The relationships between the metabolic, ionic, and electrical changes of acute ischemia have not been determined precisely because they have been studied under different experimental conditions. We used ion-selective electrodes, nuclear magnetic resonance spectroscopy, and the four-electrode method to perform four series of experiments in the isolated blood-perfused rabbit heart loaded with 5F-BAPTA during 30 to 35 minutes of no-flow ischemia. We sought to determine the relationship between changes in phosphocreatine (PCr), adenosine triphosphate (ATP), intracellular calcium ([CA2+]i), intracellular pH (pHi) extracellular potassium ([K+]e), extracellular pH (pHe), and whole-tissue resistance (rt).

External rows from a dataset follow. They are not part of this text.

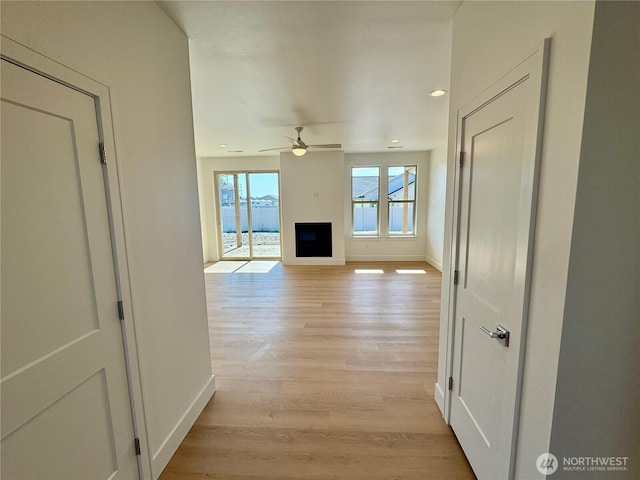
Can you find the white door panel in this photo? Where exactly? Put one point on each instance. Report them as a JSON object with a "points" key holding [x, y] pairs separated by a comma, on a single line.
{"points": [[498, 134], [65, 399]]}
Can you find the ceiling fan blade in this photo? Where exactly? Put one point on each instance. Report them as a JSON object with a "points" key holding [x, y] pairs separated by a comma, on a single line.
{"points": [[271, 149], [327, 145]]}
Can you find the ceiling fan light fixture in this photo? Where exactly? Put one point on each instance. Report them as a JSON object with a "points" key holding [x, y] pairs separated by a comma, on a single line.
{"points": [[299, 151]]}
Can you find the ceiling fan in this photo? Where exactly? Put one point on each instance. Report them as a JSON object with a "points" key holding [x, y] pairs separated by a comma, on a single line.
{"points": [[299, 148]]}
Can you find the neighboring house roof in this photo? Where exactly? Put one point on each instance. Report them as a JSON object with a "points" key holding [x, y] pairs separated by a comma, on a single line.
{"points": [[397, 183], [366, 187]]}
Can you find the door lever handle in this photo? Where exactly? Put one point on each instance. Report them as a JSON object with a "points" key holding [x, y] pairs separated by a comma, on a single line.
{"points": [[501, 334]]}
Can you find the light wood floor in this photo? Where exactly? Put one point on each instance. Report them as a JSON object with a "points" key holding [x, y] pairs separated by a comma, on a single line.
{"points": [[322, 373]]}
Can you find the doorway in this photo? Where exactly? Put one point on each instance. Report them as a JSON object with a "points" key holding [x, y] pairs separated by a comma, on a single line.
{"points": [[499, 137], [66, 401], [248, 211]]}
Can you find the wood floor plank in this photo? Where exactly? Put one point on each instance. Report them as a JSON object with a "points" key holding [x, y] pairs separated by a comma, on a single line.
{"points": [[322, 373]]}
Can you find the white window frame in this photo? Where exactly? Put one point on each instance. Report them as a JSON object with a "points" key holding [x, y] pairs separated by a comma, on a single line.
{"points": [[412, 202], [365, 201]]}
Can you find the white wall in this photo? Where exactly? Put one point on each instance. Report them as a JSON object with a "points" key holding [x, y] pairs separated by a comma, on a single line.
{"points": [[135, 50], [383, 247], [207, 166], [436, 194], [597, 408], [490, 38], [311, 189]]}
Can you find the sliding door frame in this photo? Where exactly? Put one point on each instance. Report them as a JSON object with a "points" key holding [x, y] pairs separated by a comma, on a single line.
{"points": [[219, 233]]}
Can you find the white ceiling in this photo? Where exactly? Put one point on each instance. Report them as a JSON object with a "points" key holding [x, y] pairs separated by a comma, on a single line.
{"points": [[352, 72]]}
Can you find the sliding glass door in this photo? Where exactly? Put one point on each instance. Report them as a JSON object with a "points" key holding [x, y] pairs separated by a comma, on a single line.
{"points": [[248, 207]]}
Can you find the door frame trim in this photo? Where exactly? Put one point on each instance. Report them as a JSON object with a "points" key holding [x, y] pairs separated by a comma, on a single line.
{"points": [[30, 59], [539, 59]]}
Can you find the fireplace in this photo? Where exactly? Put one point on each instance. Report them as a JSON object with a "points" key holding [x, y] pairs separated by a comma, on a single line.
{"points": [[313, 240]]}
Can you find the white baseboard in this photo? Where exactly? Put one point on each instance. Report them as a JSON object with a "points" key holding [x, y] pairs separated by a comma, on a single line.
{"points": [[439, 397], [313, 261], [435, 264], [385, 258], [162, 456]]}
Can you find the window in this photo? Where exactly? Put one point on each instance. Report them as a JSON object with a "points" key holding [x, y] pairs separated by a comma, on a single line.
{"points": [[401, 195], [365, 200]]}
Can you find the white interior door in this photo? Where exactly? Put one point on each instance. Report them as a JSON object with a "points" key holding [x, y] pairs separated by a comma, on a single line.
{"points": [[65, 401], [499, 135]]}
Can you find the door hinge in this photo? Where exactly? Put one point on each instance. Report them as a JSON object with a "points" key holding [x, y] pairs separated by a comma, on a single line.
{"points": [[103, 153]]}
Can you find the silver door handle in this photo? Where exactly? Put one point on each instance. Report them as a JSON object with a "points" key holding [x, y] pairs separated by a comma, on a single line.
{"points": [[501, 334]]}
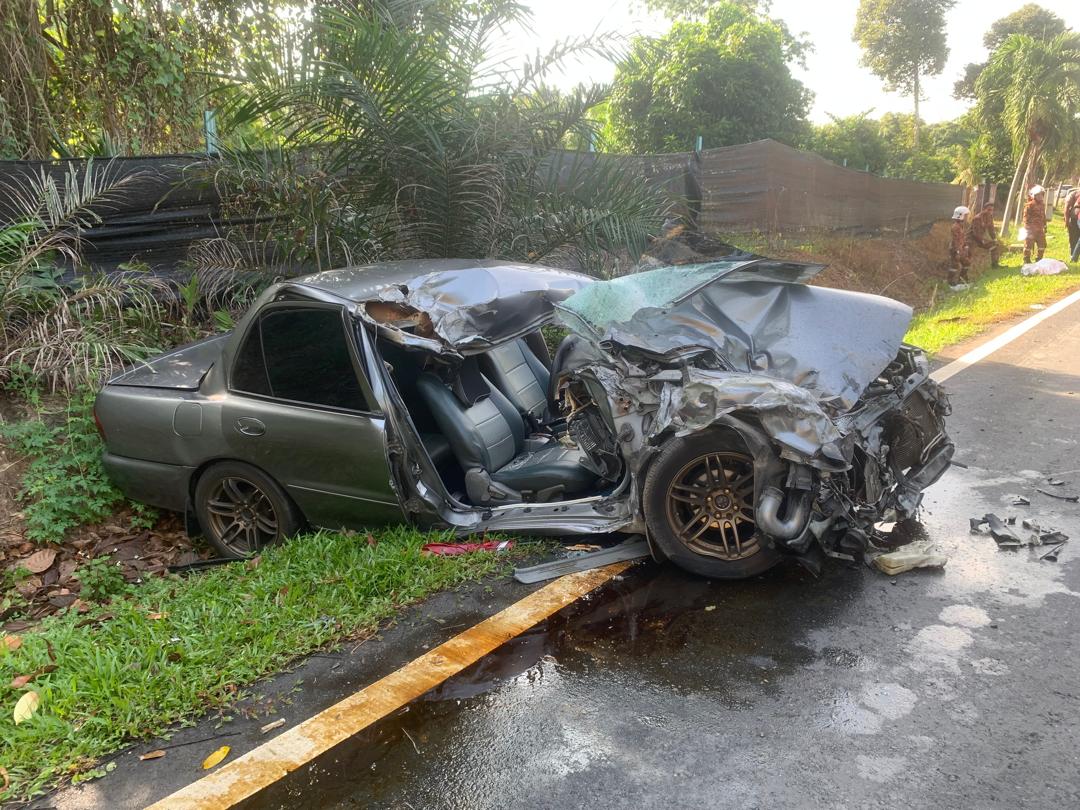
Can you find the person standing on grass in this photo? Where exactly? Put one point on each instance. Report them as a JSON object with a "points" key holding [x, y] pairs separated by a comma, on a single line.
{"points": [[959, 251], [984, 233], [1070, 218], [1035, 224]]}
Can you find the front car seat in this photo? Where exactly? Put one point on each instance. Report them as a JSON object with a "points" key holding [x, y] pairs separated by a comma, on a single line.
{"points": [[522, 377], [487, 436]]}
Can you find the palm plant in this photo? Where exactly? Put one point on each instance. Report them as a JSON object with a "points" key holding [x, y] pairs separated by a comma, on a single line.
{"points": [[1037, 84], [68, 331], [403, 135]]}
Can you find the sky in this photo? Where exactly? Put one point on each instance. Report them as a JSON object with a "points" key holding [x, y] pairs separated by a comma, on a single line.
{"points": [[840, 85]]}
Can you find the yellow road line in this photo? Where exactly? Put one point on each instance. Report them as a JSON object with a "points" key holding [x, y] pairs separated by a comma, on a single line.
{"points": [[246, 775]]}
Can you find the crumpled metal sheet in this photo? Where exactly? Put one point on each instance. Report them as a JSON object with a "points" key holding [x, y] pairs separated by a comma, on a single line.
{"points": [[832, 342], [787, 414], [474, 308]]}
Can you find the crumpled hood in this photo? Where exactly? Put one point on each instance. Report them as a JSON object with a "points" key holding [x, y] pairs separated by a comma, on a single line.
{"points": [[756, 315]]}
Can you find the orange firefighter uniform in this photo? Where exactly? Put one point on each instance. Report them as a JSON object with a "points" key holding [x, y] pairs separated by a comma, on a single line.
{"points": [[984, 234], [1035, 224], [959, 254]]}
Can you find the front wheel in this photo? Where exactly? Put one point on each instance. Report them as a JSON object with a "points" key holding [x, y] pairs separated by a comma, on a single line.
{"points": [[242, 510], [699, 507]]}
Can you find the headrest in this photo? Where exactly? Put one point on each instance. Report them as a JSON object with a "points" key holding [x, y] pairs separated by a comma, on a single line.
{"points": [[469, 386]]}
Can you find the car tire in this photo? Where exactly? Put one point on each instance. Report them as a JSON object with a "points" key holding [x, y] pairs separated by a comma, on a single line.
{"points": [[242, 510], [698, 503]]}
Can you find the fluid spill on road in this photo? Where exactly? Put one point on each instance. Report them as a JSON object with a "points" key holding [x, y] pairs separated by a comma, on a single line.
{"points": [[781, 667]]}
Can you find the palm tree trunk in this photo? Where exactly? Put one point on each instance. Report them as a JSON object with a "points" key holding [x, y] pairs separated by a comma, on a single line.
{"points": [[916, 109], [1033, 159], [1012, 193]]}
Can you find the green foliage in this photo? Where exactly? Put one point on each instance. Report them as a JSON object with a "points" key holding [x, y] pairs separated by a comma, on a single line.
{"points": [[100, 579], [903, 40], [887, 147], [132, 676], [65, 484], [406, 142], [108, 77], [726, 78], [69, 332], [1030, 19]]}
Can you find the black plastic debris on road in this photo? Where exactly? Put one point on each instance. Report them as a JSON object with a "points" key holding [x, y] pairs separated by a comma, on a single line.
{"points": [[1070, 498], [1007, 538]]}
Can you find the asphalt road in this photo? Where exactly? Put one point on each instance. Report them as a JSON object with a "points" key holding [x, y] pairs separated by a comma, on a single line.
{"points": [[956, 688]]}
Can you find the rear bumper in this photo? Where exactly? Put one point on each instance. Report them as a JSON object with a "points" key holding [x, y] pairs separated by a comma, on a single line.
{"points": [[164, 486]]}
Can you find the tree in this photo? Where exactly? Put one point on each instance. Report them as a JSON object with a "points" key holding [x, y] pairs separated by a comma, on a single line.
{"points": [[1036, 85], [1031, 21], [408, 140], [854, 142], [726, 78], [903, 41]]}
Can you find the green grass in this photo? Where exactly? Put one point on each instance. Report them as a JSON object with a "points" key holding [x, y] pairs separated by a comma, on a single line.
{"points": [[995, 296], [134, 675]]}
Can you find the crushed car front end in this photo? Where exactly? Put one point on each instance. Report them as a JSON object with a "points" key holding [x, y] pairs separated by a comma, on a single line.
{"points": [[759, 416]]}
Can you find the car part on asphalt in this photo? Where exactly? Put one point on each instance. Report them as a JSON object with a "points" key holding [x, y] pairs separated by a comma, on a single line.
{"points": [[633, 548], [1069, 498], [728, 409], [920, 554]]}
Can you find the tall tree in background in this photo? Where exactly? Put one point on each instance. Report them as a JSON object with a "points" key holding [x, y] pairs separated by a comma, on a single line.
{"points": [[1037, 86], [726, 77], [903, 41]]}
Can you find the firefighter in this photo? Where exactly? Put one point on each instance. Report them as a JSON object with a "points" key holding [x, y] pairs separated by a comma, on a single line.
{"points": [[1070, 218], [984, 233], [1035, 224], [959, 252]]}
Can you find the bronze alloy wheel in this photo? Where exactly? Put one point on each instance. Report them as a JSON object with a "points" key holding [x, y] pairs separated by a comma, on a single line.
{"points": [[241, 515], [711, 505]]}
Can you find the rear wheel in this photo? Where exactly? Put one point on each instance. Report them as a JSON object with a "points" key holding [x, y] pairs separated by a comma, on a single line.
{"points": [[242, 510], [699, 507]]}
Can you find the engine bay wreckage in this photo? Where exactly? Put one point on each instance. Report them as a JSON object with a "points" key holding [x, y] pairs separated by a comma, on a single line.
{"points": [[729, 410]]}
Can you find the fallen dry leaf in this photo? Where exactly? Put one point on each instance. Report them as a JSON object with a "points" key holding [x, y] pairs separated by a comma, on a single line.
{"points": [[216, 757], [40, 561], [26, 706]]}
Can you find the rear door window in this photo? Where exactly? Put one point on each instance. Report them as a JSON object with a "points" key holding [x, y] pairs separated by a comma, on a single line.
{"points": [[300, 355]]}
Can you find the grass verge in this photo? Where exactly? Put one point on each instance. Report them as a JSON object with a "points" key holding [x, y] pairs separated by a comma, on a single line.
{"points": [[171, 649], [995, 296]]}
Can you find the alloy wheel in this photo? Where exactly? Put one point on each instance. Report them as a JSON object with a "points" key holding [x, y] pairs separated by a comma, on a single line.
{"points": [[711, 505], [241, 515]]}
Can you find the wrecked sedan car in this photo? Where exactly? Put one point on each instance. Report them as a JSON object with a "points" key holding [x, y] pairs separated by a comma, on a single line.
{"points": [[728, 410]]}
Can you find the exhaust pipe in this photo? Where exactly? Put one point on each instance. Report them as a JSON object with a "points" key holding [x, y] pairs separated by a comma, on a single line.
{"points": [[767, 514]]}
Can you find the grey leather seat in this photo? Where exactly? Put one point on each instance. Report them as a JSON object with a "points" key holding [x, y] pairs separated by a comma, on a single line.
{"points": [[487, 435], [520, 375]]}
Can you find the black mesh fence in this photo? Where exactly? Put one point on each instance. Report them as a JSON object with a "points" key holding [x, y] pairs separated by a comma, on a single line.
{"points": [[171, 201]]}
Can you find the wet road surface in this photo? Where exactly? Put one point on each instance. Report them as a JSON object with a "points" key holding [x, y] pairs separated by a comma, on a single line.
{"points": [[954, 688]]}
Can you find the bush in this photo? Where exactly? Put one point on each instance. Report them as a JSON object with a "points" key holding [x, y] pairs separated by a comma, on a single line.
{"points": [[65, 484]]}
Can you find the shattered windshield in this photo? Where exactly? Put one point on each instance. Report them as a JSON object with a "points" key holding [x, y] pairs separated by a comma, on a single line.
{"points": [[598, 306]]}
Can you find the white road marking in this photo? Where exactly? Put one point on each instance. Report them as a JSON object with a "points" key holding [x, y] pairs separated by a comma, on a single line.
{"points": [[1001, 340]]}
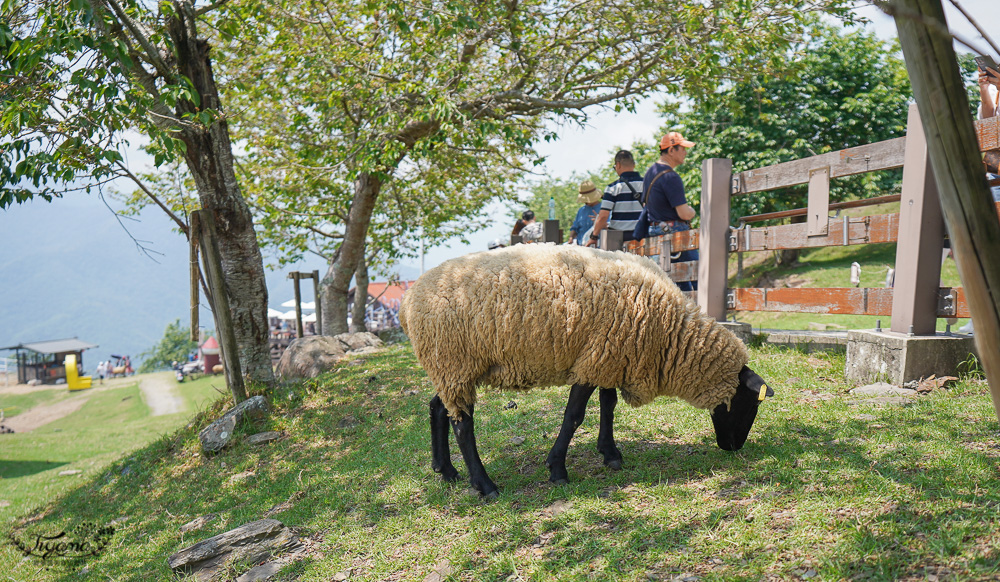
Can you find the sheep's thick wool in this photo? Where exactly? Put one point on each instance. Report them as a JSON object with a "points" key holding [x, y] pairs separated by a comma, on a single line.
{"points": [[545, 315]]}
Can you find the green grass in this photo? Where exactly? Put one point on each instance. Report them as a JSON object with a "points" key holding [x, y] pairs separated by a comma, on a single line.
{"points": [[111, 423], [14, 404], [828, 267], [849, 491]]}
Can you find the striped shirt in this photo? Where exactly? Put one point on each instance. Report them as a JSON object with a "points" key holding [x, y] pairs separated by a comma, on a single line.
{"points": [[623, 204]]}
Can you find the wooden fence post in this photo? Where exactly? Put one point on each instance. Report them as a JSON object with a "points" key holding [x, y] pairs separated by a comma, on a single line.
{"points": [[958, 170], [716, 189], [194, 228], [319, 306], [551, 232], [220, 307], [919, 242], [299, 329]]}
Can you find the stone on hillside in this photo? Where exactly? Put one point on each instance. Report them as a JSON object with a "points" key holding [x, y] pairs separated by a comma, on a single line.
{"points": [[309, 357], [886, 401], [218, 434], [253, 542], [882, 389], [263, 437]]}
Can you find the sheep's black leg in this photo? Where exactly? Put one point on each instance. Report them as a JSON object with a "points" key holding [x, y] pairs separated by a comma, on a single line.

In the first 8 minutes of ischemia, [K+]e rose from 4.9 to 10.8 mmol/L, PCr fell by 90%, ATP decreased by 25%, and pHi and pHe decreased by 0.5 U, while [Ca2+]i and rt changed only slightly. Between 8 and 23 minutes, [K+]e changed only slightly; pHi, pHe, and ATP continued to fall, and [Ca2+]i rose. rt did not increase until >20 minutes of ischemia, when pHi was <6.0 and [Ca2+]i had increased more than three-fold. The increase in rt, indicating electrical uncoupling, coincided with the third phase of the [K+]e change.

Our study suggests that cellular uncoupling occurs only after a significant rise in [Ca2+]i and fall in pHi and that these ionic and electrical changes can be identified by the change in [K+]e. Our study underscores the importance of using a common model while attempting to formulate an integrated picture of the ionic, metabolic, and electrical events that occur during acute ischemia.